Tata Consultancy Services (TCS) shares hit a high of Rs1,830 in morning trade on the Bombay Stock exchange, coming closer to its record high of Rs1,837,  after the company said its board will meet on Friday to consider a proposal to buy back shares.

The TCS stock also gained from reports that the IT services provider has expanded its contract with M&G Prudential to nearly double the deal value to over $1.2 billion in ten years.
In January, TCS had announced a $690-million deal with the insurer to move the administration of 4 million customer policies to the IT company. The deal has now been expanded to include an additional 1.8 million contracts and is worth an additional $668 million over the term of the contract, TCS said.
The TCS stock rallied over 2 per cent in morning trade after India’s largest software exporter said that its board will meet on Friday to consider a proposal to buy back shares.

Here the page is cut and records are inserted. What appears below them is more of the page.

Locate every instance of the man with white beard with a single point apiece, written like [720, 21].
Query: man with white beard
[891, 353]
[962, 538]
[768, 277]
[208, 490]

"... the Board of Directors will consider a proposal for buyback of equity shares of the Company, at its meeting to be held on June 15, 2018," TCS said in a filing late Tuesday.
At 12.30 pm the stock was trading at Rs1,819.80, up Rs38.80 or 2.18 per cent from its previous close.
The stock price has been on an uptrend so far in the year 2018, gaining 34 per cent and nearly 50 per cent since June last year.
Media reports pegged the buy-back at around Rs10,000 crore even as TCS earlier said it will pay out 100 per cent of its free cash flows to shareholders. TCS had made 118 per cent payout in the 2017-18 financial year.
Last year, TCS announced a Rs16,000-crore mega share buyback at Rs2,850 apiece that closed on 31 May.
The latest buyback programme from TCS is in line with management stated strategy of giving back 80-100 per cent of free cash flows (FCF) to shareholders. In the last five years, TCS average FCF pay-out was around 80 per cent.
During a recent media interaction, the company’s chief executive officer Rajesh Gopinathan had said the company would distribute 80-100% of its free reserves and free cash generated in a year to shareholders.